Jomo Kenyatta: Going

Jomo Kenyatta was First prime minister and first president of Kenya. Explore interesting quotes on going.
Jomo Kenyatta: 20   quotes 10   likes

“I have no intention of retaliating or looking backwards. We are going to forget the past and look forward to the future.”

(1964) Post-election statement. Virginia Morell, Ancestral Passions: The leakey Family and the Quest for Humankind's Beginnings, Copyright 1995, Chapter 19, beginning.

“We have to learn by experience, and this is the policy of my Government. In our Kanu manifiesto, we state clearly that we are not going to discriminate because of race, colour or religion. We are going to treat Kenyans on an equal footing and the law of Kenya is going to apply to Europeans, Asians and Africans, those who are citizens of this country. They are going to be treated alike. We cannot have our cake and eat it. We have started our policy and we are going to follow it.”

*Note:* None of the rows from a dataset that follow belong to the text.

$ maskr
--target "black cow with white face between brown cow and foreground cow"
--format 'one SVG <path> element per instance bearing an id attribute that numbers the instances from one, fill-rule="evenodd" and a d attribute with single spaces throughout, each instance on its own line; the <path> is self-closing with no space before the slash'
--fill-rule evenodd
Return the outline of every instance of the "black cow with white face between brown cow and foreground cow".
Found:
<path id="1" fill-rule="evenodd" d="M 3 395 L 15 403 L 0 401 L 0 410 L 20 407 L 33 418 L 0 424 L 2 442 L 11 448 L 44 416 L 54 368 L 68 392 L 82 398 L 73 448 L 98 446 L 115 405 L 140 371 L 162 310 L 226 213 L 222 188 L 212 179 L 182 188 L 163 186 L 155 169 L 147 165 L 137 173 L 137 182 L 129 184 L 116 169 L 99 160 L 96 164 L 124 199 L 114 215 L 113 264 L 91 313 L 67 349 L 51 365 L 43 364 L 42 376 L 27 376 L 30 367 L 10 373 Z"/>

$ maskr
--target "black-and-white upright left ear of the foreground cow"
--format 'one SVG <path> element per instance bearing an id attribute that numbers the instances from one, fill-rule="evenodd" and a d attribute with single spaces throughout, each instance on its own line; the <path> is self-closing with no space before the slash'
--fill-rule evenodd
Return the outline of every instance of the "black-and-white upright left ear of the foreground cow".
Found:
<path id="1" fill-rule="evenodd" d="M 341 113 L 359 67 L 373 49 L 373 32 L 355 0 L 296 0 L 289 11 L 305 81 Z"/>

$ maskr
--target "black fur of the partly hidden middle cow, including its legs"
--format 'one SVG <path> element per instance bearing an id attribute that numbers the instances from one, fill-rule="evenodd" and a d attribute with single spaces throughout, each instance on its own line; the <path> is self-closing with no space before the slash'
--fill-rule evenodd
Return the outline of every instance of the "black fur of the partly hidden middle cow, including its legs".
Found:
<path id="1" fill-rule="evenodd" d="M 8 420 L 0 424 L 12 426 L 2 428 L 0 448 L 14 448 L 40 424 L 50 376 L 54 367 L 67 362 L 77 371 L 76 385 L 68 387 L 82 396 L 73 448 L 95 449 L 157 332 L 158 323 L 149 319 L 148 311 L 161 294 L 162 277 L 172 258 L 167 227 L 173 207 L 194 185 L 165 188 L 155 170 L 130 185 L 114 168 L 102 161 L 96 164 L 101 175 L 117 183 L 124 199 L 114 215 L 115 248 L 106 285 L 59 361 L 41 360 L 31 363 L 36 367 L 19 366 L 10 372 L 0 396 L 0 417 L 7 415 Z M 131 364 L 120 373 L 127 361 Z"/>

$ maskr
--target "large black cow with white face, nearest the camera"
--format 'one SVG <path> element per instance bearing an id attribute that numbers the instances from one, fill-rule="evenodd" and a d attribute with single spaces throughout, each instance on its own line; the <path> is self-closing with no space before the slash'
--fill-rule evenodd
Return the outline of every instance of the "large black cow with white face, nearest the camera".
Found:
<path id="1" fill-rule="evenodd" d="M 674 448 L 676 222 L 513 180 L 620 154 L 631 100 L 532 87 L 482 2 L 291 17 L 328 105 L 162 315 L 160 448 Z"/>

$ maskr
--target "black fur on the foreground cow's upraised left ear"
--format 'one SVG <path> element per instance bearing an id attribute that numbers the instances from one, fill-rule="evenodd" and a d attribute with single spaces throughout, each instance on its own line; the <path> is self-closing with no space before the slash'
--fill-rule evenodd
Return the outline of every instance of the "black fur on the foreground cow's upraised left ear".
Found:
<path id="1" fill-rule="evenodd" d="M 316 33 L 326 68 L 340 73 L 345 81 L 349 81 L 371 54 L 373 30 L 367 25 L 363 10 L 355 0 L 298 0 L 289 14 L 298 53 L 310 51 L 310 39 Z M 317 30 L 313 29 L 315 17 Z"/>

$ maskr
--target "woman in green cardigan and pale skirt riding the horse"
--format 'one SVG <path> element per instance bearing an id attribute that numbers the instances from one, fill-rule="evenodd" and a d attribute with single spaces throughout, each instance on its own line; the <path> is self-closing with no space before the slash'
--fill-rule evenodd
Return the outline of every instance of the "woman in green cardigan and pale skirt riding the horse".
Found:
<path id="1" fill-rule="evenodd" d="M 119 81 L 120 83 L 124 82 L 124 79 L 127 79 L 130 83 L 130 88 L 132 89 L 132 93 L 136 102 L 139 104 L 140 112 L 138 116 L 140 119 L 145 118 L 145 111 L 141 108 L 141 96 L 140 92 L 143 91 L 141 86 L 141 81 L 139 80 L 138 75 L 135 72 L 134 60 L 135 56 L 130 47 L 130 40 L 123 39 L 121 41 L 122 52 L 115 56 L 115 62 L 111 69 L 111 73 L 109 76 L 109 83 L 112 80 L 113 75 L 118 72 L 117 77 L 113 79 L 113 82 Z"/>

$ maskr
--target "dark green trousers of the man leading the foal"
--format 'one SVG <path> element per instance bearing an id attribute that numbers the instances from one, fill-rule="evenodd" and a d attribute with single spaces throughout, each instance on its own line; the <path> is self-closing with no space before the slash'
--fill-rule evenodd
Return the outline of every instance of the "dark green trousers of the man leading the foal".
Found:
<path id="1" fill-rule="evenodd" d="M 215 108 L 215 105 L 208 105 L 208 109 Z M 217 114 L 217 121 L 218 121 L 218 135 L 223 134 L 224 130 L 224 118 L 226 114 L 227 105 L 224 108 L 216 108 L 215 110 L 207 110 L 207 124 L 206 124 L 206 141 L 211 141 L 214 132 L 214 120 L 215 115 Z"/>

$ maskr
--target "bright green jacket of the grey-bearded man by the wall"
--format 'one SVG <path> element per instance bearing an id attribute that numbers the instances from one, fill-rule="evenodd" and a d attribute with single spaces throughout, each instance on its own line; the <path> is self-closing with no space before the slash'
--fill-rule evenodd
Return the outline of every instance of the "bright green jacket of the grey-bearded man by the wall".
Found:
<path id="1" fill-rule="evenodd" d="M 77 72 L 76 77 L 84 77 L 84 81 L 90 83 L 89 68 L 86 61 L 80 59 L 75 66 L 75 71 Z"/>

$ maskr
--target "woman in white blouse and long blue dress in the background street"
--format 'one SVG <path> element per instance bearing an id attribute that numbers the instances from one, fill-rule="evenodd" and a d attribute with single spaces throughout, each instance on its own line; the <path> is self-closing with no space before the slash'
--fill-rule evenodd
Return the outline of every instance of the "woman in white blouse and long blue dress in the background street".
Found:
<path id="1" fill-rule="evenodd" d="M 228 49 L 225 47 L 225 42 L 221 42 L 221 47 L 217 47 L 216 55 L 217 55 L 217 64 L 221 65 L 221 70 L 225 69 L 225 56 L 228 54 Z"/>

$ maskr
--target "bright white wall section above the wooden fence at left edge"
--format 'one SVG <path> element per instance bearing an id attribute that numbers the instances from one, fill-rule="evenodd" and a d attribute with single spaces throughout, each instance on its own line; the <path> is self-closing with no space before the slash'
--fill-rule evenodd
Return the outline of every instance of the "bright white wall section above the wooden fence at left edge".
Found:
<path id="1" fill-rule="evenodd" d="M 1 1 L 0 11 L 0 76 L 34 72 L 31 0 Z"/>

As quoted in Kenya National Assembly Official Record (Hansard) Jul 23 - Nov 29, 1963. p. 1223.
Context: Unless we have a Government with capable officers to run it, then our Government will fall tomorrow. I want the people to understand this: that we have this policy of Africanization, as we have during the time we have taken over the Government; people are being trained for various posts, and when they are ready we shall give them responsibility, but we cannot take people just because they are black and say "All right, you run this, you run that." We have to learn by experience, and this is the policy of my Government. In our Kanu manifiesto, we state clearly that we are not going to discriminate because of race, colour or religion. We are going to treat Kenyans on an equal footing and the law of Kenya is going to apply to Europeans, Asians and Africans, those who are citizens of this country. They are going to be treated alike. We cannot have our cake and eat it. We have started our policy and we are going to follow it.

“The basis of any independent government is a national language, and we can no longer continue aping our former colonizers … those who feel they cannot do without English can as well pack up and go.”

(1974) cited by David Crystal, "English as a Global Language" (2003), Cambridge University Press, ISBN 9780521530323, p. 124.